I have been impressed with the wide range of interests of the staff that have been allowed to flourish in this environment. Where else would Flora Lai be able to pursue her passion for Cantonese Opera, Ben Blain deliver a rope rigging course and Phil Morgan, Director of Creativity and Innovation, lead the Neverheard Beforchestra? Phil’s work in this and the Bamboo Creativity unit has been truly imaginative and ground breaking in a variety of ways and you can read more about it in his written reflection.
A brilliant feat of engineering and technical skill was the way in which our Maths teacher Jamie Holden used 3D printing, another Deep Learning unit, to create a mouthpiece to fit exactly into a pvc pipe so that it could make music.
The quality of the work has been outstanding and students have shown that given time and focus they can produce work of the standard that you can see here in the units of Creative Writing and Film Lab. Some of the reflections that students have had to the Simulations unit, for example, demonstrated students have gained a valuable insight into different lives. Andrea Cheng writes:
‘This Deep Learning, Simulations, was an eye opening experience. Throughout, we had the opportunity to be placed into the shoes of those who have disabilities. We had the chance to walk around with our sight completely taken away from us, Dialogue in the Dark. We had to only depend on our other senses and use a walking stick. This was a difficult thing to do, although we had a guide, we were all panicking too much. Day 2 we got to go through an Aids experience, we listened to the stories of those who had HIV+ and Aids. All of the stories were very hard to listen to, as all of them got HIV+ through different ways. Overall this was a very interesting Deep Learning unit and I encourage others to try it.’
Michael Sullivan also agrees:
“Dialogue in the Dark really made me realise how hard it is for the visually impaired. The Aids X-perience was also very powerful. The stories and settings really made me realise how hard it is for a lot of people”
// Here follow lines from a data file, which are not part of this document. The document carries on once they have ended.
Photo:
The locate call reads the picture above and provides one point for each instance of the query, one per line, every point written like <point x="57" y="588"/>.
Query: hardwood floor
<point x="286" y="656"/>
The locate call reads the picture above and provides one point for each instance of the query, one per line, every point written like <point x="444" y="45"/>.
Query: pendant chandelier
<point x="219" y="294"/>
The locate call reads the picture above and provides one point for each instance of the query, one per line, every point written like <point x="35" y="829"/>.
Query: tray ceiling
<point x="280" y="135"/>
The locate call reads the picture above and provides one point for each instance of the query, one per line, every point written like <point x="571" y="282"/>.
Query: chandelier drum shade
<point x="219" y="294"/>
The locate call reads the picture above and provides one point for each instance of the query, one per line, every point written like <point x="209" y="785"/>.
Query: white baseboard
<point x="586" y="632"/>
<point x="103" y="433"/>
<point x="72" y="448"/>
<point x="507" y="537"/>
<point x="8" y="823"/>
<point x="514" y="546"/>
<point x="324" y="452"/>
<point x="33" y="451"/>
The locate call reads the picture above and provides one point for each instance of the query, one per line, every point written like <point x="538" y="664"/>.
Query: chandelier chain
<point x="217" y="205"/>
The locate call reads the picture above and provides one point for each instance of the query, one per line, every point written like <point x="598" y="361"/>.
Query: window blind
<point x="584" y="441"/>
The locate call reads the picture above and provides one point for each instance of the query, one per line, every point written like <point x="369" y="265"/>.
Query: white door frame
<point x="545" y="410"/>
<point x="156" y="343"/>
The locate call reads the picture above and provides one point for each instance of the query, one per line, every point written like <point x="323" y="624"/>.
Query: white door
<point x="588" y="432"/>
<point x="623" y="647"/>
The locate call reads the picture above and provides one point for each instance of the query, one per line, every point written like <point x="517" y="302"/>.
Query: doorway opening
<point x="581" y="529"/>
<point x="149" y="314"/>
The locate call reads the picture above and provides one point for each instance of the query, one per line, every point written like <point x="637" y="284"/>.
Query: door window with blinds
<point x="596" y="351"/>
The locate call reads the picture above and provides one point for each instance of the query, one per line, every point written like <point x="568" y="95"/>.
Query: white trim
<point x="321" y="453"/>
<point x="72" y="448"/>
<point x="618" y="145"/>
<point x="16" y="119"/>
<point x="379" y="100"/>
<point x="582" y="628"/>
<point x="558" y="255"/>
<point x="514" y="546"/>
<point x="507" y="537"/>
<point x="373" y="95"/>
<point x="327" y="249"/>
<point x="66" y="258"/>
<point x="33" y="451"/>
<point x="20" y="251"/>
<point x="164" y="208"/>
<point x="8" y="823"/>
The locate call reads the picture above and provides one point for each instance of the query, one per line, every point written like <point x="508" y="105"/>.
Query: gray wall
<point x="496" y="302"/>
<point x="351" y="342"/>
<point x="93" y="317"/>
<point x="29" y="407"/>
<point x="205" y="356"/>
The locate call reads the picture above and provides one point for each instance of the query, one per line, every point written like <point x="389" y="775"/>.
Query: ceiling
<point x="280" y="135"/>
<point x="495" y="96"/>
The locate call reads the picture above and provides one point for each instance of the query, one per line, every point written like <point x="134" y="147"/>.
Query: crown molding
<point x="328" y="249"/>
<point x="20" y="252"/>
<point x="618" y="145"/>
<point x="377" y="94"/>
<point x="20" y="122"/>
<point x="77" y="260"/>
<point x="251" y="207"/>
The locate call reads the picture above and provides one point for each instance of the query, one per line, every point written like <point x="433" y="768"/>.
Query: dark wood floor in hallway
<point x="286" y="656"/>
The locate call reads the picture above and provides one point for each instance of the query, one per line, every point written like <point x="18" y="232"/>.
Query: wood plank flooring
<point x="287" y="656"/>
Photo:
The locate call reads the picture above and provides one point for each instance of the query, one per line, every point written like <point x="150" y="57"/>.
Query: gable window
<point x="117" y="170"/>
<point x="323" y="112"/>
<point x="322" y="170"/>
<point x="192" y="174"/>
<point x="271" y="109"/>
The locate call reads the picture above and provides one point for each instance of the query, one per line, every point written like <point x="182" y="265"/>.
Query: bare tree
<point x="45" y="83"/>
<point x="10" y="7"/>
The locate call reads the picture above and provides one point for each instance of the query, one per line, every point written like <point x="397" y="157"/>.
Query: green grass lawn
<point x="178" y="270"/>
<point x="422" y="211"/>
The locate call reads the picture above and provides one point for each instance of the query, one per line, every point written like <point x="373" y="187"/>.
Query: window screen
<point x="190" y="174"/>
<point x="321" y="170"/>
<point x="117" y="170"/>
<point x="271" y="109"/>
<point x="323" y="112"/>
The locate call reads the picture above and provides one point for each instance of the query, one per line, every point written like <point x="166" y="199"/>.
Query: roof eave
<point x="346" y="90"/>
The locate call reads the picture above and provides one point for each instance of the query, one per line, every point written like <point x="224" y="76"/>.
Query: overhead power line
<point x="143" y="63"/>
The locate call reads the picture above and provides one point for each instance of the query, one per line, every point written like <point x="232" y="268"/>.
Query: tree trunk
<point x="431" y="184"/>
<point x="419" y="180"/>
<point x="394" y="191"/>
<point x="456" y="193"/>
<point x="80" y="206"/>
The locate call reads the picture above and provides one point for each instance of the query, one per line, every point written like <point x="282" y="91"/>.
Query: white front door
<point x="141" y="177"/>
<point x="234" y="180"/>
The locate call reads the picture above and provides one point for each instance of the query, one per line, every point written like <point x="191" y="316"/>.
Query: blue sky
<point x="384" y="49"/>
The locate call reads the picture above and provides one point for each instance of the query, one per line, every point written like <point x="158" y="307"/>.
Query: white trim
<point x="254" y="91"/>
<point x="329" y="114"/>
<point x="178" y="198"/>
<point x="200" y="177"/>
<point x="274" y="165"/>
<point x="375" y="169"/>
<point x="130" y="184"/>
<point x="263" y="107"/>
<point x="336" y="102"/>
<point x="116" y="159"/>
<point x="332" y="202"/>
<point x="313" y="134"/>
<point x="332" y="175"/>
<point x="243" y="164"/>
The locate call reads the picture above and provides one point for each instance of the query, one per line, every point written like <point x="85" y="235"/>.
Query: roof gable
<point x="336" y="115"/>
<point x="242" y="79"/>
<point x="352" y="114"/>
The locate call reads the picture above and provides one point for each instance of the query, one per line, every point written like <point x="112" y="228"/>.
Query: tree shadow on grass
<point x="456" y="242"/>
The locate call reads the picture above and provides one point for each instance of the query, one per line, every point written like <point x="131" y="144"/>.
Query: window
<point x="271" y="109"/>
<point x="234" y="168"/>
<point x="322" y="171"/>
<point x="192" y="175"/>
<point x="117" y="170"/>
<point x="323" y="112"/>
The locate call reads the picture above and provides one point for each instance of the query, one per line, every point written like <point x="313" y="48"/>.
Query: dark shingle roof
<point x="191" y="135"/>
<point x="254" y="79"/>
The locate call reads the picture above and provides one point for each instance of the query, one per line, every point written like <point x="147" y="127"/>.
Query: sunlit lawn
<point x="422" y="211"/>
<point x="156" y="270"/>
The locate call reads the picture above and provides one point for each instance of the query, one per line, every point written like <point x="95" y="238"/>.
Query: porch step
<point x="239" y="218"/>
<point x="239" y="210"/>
So, what have I learned from this year upon the implementation of Deep Learning? Hong Kong is a vibrant city bursting with wide ranging learning opportunities. We have world class teachers who do not only deliver programmed curricula set by external agencies, but are also able to respond to the students we have and the environment we are in, to provide inspiring and powerful learning experiences to engage the students. Moreover, we have staff who are truly committed to delivering upon the promise to deliver a 21st century education in which students can see, feel, taste, and experience in order to learn together thoughtfully.